When one thinks of Australian goods sold overseas, products such as iron, natural gas and beef are likely to spring to mind. But beneath the commodities story lies another sector that is increasingly compelling: small businesses trading globally.
The change in total dollar value of imports and exports has trended upward in the past year for Australian small businesses, based on Xero data. It grew 27 percent month-on-month in May — the most in over two years — before slipping 2.6 percent in June.
When breaking down the numbers, it’s evident total import values have tended to climb faster than that of exports. Export values rose 15 percent in May, setting a nine-month high, and were little changed in June.
The small business figures provide a contrast to broader Australia. ABS figures show export volumes rose 2.7% during the three months to June, almost twice the pace of import volumes. Outbound shipments were helped by stronger demand for iron ore, natural gas and non-rural goods, according to the Australian Associated Press.
James Cashat owns SHOC, a Melbourne-based small business that trades almost entirely overseas. It makes optical visors for US football and lacrosse helmets. NFL stars including the Oakland Raiders’ Marshawn Lynch and the Washington Redskins’ Terrelle Pryor wear the iridescent visors.
More than 90 percent of SHOC’s customers are in America, which means Cashat’s revenue arrives in US dollars. His suppliers also request payment in US currency. That’s one of the reasons his accountants at Suntax suggested he use Xero.
“Paying in Australian dollars is dangerous because of the exchange-rate fluctuations,” says Cashat. “Xero’s currency function constantly updates the exchange rate, and the changes are reflected in my financial position. I know exactly what I’m making in Aussie dollars.
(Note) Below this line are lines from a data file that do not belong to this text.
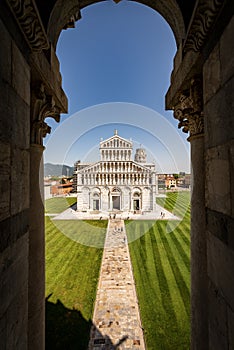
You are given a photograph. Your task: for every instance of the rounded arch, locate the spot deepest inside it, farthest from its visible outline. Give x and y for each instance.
(65, 13)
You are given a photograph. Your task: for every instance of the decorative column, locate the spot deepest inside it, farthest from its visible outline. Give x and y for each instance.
(43, 106)
(189, 112)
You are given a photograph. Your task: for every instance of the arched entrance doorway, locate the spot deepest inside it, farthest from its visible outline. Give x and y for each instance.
(29, 34)
(116, 199)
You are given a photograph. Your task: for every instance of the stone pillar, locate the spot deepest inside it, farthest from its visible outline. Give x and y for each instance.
(190, 115)
(36, 286)
(42, 106)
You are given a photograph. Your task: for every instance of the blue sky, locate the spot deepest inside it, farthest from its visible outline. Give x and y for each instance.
(118, 59)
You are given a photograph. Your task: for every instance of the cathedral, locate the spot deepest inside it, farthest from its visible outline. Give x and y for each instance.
(116, 182)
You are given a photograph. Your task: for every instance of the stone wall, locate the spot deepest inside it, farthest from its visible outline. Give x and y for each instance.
(218, 78)
(14, 199)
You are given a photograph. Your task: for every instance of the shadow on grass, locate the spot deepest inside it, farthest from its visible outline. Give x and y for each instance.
(65, 328)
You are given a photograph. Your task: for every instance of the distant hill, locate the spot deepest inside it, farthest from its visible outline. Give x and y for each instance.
(57, 170)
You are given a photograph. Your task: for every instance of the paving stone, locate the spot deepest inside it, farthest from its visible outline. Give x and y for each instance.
(116, 319)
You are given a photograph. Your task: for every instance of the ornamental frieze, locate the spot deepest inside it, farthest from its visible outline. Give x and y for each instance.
(28, 18)
(43, 107)
(188, 110)
(204, 18)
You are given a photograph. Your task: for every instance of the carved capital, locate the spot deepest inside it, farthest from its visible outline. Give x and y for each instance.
(189, 110)
(44, 107)
(204, 17)
(28, 18)
(72, 20)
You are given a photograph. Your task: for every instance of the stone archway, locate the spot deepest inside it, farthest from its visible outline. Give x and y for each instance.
(201, 93)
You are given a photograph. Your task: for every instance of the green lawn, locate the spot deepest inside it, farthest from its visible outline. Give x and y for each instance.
(57, 205)
(72, 271)
(161, 264)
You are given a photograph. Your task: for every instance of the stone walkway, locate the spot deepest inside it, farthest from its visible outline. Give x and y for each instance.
(116, 320)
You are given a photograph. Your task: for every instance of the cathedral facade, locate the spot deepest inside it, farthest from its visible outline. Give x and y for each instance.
(116, 182)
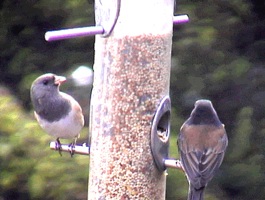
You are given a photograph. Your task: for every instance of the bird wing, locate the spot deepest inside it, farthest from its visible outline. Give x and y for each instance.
(202, 149)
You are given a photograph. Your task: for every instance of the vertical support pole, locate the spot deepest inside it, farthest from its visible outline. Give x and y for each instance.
(131, 76)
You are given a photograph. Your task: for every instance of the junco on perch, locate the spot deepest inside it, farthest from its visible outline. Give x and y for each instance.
(58, 113)
(202, 143)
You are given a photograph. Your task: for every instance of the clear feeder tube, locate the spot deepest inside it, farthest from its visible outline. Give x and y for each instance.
(131, 76)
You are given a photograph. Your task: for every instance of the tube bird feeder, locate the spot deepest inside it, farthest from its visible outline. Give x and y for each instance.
(131, 77)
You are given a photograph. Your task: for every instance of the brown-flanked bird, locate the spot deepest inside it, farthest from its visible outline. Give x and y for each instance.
(202, 143)
(58, 113)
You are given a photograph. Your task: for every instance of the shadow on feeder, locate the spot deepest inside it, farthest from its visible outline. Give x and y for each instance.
(160, 133)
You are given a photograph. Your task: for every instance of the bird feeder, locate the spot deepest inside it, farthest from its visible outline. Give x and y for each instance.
(130, 104)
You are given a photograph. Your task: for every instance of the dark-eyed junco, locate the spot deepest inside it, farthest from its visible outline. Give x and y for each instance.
(58, 113)
(202, 143)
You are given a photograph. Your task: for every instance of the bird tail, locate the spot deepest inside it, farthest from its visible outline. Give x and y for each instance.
(195, 194)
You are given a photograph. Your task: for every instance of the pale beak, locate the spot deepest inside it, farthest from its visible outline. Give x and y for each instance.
(59, 79)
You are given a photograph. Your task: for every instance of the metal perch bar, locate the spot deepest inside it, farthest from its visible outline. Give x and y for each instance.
(73, 33)
(78, 149)
(93, 30)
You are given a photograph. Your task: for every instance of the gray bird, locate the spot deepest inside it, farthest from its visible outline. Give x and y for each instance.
(57, 113)
(202, 143)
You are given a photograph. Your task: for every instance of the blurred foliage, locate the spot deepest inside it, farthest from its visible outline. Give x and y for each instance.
(218, 55)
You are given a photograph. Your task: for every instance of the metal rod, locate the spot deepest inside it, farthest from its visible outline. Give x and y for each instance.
(180, 19)
(172, 163)
(83, 150)
(73, 33)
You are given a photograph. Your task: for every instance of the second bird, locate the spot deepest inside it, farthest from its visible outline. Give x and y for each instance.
(58, 113)
(202, 143)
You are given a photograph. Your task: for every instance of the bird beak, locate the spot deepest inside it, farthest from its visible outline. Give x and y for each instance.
(59, 79)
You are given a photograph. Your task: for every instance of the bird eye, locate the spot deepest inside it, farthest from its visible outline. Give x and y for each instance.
(45, 82)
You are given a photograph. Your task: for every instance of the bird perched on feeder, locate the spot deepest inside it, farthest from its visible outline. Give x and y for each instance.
(58, 113)
(202, 143)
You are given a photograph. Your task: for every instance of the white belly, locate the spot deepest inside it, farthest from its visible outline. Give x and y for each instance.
(64, 128)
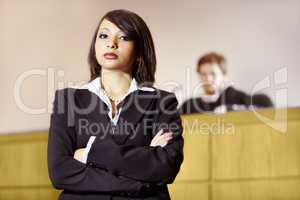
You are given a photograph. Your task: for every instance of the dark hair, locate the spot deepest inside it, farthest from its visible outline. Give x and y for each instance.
(136, 29)
(212, 58)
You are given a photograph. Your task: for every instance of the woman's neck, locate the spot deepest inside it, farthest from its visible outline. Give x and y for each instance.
(116, 83)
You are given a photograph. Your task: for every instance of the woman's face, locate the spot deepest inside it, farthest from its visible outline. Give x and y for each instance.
(114, 50)
(211, 77)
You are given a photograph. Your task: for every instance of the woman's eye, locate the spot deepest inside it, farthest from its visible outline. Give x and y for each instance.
(124, 37)
(102, 36)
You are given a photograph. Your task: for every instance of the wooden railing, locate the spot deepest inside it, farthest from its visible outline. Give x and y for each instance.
(239, 155)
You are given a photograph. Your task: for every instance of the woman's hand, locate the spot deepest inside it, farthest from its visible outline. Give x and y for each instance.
(80, 155)
(161, 139)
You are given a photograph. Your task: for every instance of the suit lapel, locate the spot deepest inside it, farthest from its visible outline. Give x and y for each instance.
(91, 107)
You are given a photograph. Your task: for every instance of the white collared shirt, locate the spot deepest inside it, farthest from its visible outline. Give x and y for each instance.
(96, 87)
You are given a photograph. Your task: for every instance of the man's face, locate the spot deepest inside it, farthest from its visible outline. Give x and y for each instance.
(211, 77)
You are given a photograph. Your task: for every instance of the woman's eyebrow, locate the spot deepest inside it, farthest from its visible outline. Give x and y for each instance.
(102, 29)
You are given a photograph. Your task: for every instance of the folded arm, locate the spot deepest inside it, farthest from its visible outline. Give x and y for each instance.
(69, 174)
(150, 164)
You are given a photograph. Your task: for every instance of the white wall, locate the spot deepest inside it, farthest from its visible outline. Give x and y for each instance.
(257, 37)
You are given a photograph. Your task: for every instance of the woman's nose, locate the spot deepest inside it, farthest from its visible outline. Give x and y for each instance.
(112, 43)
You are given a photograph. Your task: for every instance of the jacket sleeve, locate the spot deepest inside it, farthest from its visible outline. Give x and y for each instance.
(151, 164)
(69, 174)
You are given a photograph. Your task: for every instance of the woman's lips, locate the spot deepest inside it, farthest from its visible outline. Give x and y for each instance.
(110, 56)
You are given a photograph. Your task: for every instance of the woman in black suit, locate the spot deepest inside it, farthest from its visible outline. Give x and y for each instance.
(117, 137)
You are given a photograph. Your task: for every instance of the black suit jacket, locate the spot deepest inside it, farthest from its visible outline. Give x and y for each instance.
(120, 164)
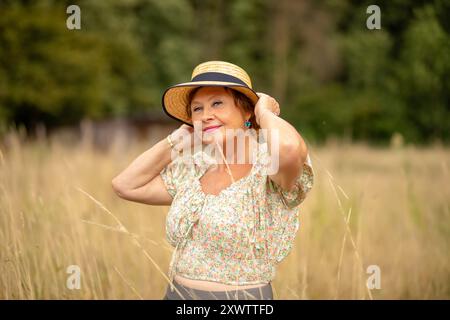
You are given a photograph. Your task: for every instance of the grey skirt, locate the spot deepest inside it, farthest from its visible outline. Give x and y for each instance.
(260, 293)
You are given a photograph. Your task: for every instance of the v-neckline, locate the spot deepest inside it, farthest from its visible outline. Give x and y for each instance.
(227, 188)
(205, 168)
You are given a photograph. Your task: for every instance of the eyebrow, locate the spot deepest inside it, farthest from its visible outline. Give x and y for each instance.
(210, 98)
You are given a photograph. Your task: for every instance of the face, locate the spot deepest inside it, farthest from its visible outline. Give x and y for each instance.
(215, 107)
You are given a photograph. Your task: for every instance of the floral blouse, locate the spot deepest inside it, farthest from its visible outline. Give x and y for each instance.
(238, 236)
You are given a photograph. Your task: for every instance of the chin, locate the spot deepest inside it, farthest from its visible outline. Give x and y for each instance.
(215, 136)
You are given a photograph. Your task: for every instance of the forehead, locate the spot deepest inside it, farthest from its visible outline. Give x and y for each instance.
(206, 92)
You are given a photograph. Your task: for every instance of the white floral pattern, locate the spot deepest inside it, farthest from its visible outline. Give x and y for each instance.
(238, 236)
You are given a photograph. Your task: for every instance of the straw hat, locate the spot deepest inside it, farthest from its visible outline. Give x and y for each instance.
(210, 73)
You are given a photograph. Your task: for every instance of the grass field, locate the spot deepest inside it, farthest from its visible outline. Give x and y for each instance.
(383, 207)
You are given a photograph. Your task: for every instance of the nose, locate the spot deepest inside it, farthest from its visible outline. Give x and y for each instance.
(208, 114)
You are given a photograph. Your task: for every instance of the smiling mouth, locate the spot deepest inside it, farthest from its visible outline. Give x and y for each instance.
(211, 129)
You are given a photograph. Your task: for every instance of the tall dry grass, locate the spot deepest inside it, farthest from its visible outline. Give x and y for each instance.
(384, 207)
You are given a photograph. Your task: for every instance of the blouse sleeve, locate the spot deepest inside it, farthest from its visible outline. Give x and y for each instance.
(303, 185)
(173, 174)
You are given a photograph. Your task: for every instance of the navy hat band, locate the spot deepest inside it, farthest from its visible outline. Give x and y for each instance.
(217, 76)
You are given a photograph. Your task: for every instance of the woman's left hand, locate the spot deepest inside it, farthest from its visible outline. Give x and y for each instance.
(266, 103)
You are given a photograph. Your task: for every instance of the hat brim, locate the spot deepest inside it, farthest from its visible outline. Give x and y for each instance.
(175, 98)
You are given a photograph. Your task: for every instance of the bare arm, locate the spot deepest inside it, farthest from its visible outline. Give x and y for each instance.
(292, 148)
(140, 181)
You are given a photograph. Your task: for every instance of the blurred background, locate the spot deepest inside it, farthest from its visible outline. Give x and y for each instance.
(77, 106)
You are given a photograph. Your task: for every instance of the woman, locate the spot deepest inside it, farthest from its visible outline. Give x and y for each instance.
(230, 222)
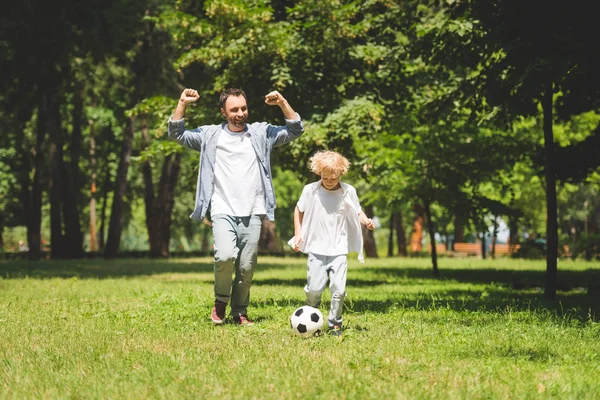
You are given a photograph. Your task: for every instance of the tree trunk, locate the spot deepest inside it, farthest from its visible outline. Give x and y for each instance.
(163, 206)
(513, 230)
(400, 234)
(107, 187)
(33, 196)
(269, 241)
(58, 246)
(459, 230)
(369, 246)
(148, 190)
(72, 180)
(494, 238)
(391, 235)
(431, 229)
(416, 235)
(483, 245)
(115, 228)
(551, 202)
(93, 243)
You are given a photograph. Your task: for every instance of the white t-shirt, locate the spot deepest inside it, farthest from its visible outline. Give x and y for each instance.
(238, 187)
(329, 233)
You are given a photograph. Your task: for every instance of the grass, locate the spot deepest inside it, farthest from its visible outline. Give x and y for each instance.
(140, 329)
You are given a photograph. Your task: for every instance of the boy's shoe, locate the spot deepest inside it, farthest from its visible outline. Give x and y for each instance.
(243, 320)
(218, 312)
(336, 330)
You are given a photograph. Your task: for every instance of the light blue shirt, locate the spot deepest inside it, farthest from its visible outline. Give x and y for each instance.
(204, 139)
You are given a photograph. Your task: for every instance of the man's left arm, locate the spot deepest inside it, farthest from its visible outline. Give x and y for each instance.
(293, 127)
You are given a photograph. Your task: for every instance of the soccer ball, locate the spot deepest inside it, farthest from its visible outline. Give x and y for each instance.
(307, 321)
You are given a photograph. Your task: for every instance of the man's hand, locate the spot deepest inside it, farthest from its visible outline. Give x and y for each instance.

Xero is set up to give small businesses many of the same benefits that large enterprises enjoy in trading globally. Xero’s multi-currency function has exchange rates for over 160 currencies that are updated every hour from XE.com. Small businesses can set up accounts, run reports, invoice customers, and take payments in foreign currencies.
“Sales transactions come through, and I sit there in my spare time and reconcile them on my phone with Xero – bang, bang, bang! Easy,” says Cashat, whose business is in its fourth year.
A foreign-currency summary report shows an overview of FX exposure along with realized gains and losses, and bank account revaluations. This takes away complicated reconciliations and exchange-rate guesswork.
Cloth Concepts is a fabric-development company based in Alexandria, New South Wales. It serves fashion designers and labels in Australia and abroad, and employs seven people. About a third of its business is delivering to overseas locations such as factories in China.
“Pricing is one of our biggest challenges, and that’s significantly affected by the fluctuation of the Australian and U.S. dollars,” says Director Parry Laxman.
Cloth Concepts uses currency forecasts and some hedging, and relies on Xero’s multi-currency accounting tools for a real-time picture. The software converts foreign transactions into local currency and updates exchange rates hourly, offering instant insight into how currency gains or losses are impacting cash flow.
“We also just switched over to NAB banking, which has been really helpful. We’re getting bank feeds and transparency on the currencies we deal with,” says Laxman.